Завидев меня, Дмитрий Степанович начал подниматься со своего места, и с каждым моим шагом его широкоплечая, слегка сгорбленная фигура не только делалась выше, но словно бы даже все более грозно нависала мне навстречу.
Я остановился напротив него, кивком поздоровался сразу со всеми. Никто не ответил. С четверть минуты длилось молчание. И Дмитрий Степанович, и сидевшие за столом всматривались в меня так, будто впервые видели. Меня-то! И люди, с которыми я, начиная чуть не с самого моего детства, встречался уже сотни раз! Что это могло значить?
— Расскажите о себе, — наклонив голову, не глядя в мою сторону, глухо проговорил Дмитрий Степанович.
Но и это было для меня неожиданностью: почему он обращался ко мне на «вы»? Ведь прежде он никогда так не делал.
Я растерянно заулыбался:
— О себе?

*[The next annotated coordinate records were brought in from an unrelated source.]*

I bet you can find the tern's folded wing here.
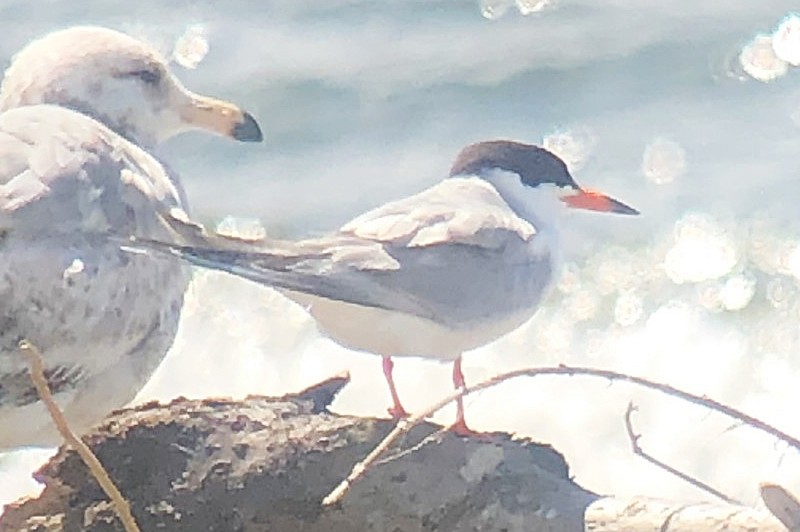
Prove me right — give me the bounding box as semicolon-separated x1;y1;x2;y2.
341;178;536;248
131;179;549;320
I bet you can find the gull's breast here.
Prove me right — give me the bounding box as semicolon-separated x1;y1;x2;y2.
0;235;191;449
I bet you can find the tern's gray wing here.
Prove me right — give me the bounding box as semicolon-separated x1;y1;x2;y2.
0;105;198;238
136;179;549;323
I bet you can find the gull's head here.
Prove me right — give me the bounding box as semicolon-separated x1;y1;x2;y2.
0;26;262;148
450;140;639;222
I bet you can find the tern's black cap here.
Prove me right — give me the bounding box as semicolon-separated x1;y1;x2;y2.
450;140;578;188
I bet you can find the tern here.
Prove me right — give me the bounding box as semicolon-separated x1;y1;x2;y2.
138;140;638;434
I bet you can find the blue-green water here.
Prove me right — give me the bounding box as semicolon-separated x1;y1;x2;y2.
0;0;800;512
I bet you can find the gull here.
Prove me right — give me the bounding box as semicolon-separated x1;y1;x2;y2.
134;140;638;434
0;26;262;449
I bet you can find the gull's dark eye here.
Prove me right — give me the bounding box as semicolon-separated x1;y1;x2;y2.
128;69;161;85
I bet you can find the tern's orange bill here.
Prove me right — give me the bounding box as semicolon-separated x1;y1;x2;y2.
561;189;639;214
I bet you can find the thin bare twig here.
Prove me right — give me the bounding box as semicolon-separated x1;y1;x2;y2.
625;403;742;505
375;427;448;466
322;365;800;506
19;340;140;532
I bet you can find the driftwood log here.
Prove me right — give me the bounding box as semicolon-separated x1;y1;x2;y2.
0;379;785;532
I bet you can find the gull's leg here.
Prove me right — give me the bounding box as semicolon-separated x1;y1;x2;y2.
383;356;408;419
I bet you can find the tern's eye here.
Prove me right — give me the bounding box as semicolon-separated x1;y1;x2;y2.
128;69;161;85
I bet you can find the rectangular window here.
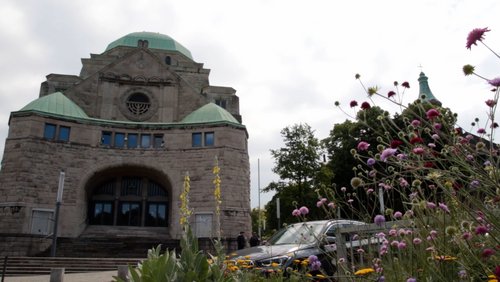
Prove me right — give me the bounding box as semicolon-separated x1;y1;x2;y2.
114;132;125;148
153;134;163;148
57;126;70;142
145;203;167;226
192;132;202;147
127;134;138;148
205;132;214;146
43;123;56;140
101;131;111;146
141;134;151;148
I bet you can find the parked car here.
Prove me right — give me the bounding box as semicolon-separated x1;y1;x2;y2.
228;219;366;274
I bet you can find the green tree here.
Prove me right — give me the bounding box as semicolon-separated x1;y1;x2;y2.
263;124;321;229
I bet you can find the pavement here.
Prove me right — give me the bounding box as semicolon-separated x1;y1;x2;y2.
4;270;118;282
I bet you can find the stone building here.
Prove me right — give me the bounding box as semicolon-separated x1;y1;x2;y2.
0;32;251;255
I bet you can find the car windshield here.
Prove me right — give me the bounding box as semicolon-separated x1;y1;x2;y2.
268;222;325;245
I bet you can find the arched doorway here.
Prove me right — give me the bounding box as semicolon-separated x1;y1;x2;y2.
87;168;170;227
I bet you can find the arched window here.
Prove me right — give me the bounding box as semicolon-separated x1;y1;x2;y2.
89;176;168;227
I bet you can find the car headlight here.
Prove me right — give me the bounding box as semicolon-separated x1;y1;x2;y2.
256;255;291;267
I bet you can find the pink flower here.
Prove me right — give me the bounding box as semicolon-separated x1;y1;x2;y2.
465;27;490;49
488;77;500;87
425;109;439;120
476;225;488;235
412;147;425;155
358;141;370;151
380;148;397;162
462;232;472;240
299;206;309;215
398;241;406;250
439;203;450;213
486;99;500;108
373;214;385;226
481;248;496;259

Но вы про меня все давно знаете.
Тем же глухим, враждебно-холодным тоном он произнес:
— Очевидно, не все.
— Что же мне говорить? Здесь родился, учился в школе, работаю.
Я замолчал и сразу почувствовал, что тишина в кабинете с каждой секундой становится напряженнее. Вот-вот, казалось, она как-то ужасающе для меня разорвется. Все эти люди, еще недавно так тепло ко мне относившиеся, смотрели недоверчивыми строгими судьями. Что случилось?
— Учился, работаю, — повторил я с тем отрешенным от всего окружающего спокойствием, как будто стоял на огневом рубеже. — Было, правда, еще одно событие: участвовал в зимних Олимпийских играх. Но об этом здесь, в вашем кабинете, я уже рассказывал несколько раз.
Ответом снова было молчание, хмурые взгляды. Я покосился на стены, на потолок: где я? Да, там, где бывал много раз. И все здесь такое, как прежде.
— Вам известно, что наш город возник только потому, что было открыто рудное месторождение?
Ответить я не успел. Успел только подумать: «При чем же здесь мой рассказ о себе?» Дмитрий Степанович вдруг заторопился, словно опасаясь, что мои слова чем-то могут ему помешать:
— Сейчас это уже история. В тачках выкатывали из штолен руду, на оленях везли за десятки километров к железной дороге. Жили в бараках, палатках. Чтобы не замерзнуть, ночи просиживали у раскаленных железных бочек. Теперь пройдите по улицам: Дворцы культуры, музыкальные школы, школы искусств, красавцы дома. И ведь не только город, но и лично вы всей своей счастливой судьбой обязаны тем, кто его когда-то строил. И мы хотим знать: вам это понятно? И если да, то что все же таится в вашей душе? Что? Что? Почему вы мешаете нам?
Он спрашивал резко, будто бы вел допрос. Я слушал сжавшись, вобрав голову в плечи, «сгруппировавшись», если говорить языком горнолыжника, в ожидании града камней. Это не было преувеличением. Так мне вдруг действительно показалось. Но потому же я не стал отвечать. Пережду. Будет видно.